From the moment we found out we were pregnant with Ben it was a whirlwind of chaos. I had the Mirena IUD implanted the year prior in the hopes that it would be the birth control that would do exactly that: give me back control over when I wanted to conceive. But there I was, absolutely losing all semblance of control in the ER.
“Your baby doesn’t have much of a chance, maybe less than 25%.”

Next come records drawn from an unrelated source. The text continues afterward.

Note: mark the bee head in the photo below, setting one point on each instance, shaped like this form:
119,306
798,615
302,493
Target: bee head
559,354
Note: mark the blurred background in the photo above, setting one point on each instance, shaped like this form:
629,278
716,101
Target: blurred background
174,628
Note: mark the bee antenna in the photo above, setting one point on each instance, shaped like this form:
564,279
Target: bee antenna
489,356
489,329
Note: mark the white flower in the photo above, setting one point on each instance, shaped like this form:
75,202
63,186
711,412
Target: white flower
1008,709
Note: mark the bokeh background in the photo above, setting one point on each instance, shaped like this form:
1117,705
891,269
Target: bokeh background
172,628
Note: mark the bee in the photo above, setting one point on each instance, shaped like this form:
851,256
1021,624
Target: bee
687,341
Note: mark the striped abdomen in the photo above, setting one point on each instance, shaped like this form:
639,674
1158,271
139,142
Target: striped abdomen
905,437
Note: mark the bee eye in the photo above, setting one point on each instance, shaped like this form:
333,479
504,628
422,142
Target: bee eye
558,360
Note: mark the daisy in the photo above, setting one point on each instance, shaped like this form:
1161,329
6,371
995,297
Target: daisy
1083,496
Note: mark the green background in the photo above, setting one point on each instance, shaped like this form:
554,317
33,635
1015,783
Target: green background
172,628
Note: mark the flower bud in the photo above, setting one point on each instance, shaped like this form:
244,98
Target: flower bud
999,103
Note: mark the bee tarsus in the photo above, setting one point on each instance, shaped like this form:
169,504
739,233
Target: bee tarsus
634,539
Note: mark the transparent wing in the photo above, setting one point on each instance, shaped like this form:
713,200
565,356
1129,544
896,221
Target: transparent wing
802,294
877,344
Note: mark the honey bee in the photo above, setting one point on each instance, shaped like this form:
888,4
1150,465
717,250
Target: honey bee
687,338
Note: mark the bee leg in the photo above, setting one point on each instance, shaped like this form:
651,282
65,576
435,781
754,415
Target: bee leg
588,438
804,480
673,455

Oh those words, they would frame most of my pregnancy with fear. Should we be excited? Or should we just prepare ourselves for the worst? How are you supposed to feel?
I mean from the moment I find out, I imagine those wiggly toes and those eyes full of wonder. Being told that your baby may die? Just agonizing…oh my heart goes out to those mothers who have suffered through such losses.
Ben’s pregnancy was hard. Mostly because the two trimesters were mostly spent in fear. I had miscarried before and that was without the added circumstances of a IUD complication. Then as I got closer to my due date, it became harder mainly because I could not stop. I had two rambunctious toddlers who needed to be cared for! My whole body ached, my lady bits were in agony due to vaginal varicose (yeah that is a thing, a horrible horrible thing), and I felt as though Ben was going to just fall out of me.
Fast forward to my incredibly fast delivery. The quickest out of all of my deliveries, but perhaps that was due to me being an “old pro” as the nurses called me. Heck they even discharged me after just 24 hours because I was such an “old pro.”
Then Ben came home. And he cried…and cried…and cried. For hours and hours on end, he screamed until he was purple and hoarse. I tried desperately to rock, nurse, pace, sing…anything to soothe him. My husband and I felt like failures. We had done this before! We were “old pros” remember? So why couldn’t we soothe our Ben?
“He is gaining weight like a champ” — but why does he nurse almost constantly?
“Purple crying doesn’t start this early” –so why does he cry so hard for so long?
“He doesn’t have the symptoms of gas or colic” –which means there are no answers, gee thanks.
I started slipping fast into a deep depression, especially after my husband went back to work. I remember crying in his arms some days after he would come home, happy for just for a place to be able to cry in peace.
Breast feeding became a huge struggle as well. I began noticing a steady decrease in my supply. I ate oatmeal, drank what seemed like gallons of water, and researched different methods to increase my supply. Pumping and nursing, nursing and pumping. My life started to revolve around these things.
Then on a day in which Ben could not be soothed and my breasts were a chapped/sore mess, we gave him a bottle of formula.
For the first time in weeks he seemed more content. A giant burp escaped his lips and he slipped off to sleep.
Sweet bananas and cream, is this real life?
Yes, formula became my saving grace. Which made the mom guilt set in. I had successfully breastfed my two toddlers past the one year mark! I was an “old pro!” And now instead I was a failure…
I felt shame. So much shame…I can even express to you how ashamed I was when I would mix that formula and watch as Ben would latch onto the nipple almost gleefully. What if someone saw me and judged? Breast is best! Breastfeeding should be the only source of food for the first six months!
Yes, even these words of encouragement for nursing mothers became knives to me.
So at my six week postpartum visit, when I burst into tears, my OB looked at me and said the most amazing thing.
“You did not fail. You are a strong and amazing woman to admit that you need help. Forget what you have heard, because FED IS BEST.”
Ahh Major Gonzalez, you have no idea what those words meant to me.
She was right. I did not fail. And by reaching out I was ensuring that I would not fail MYSELF.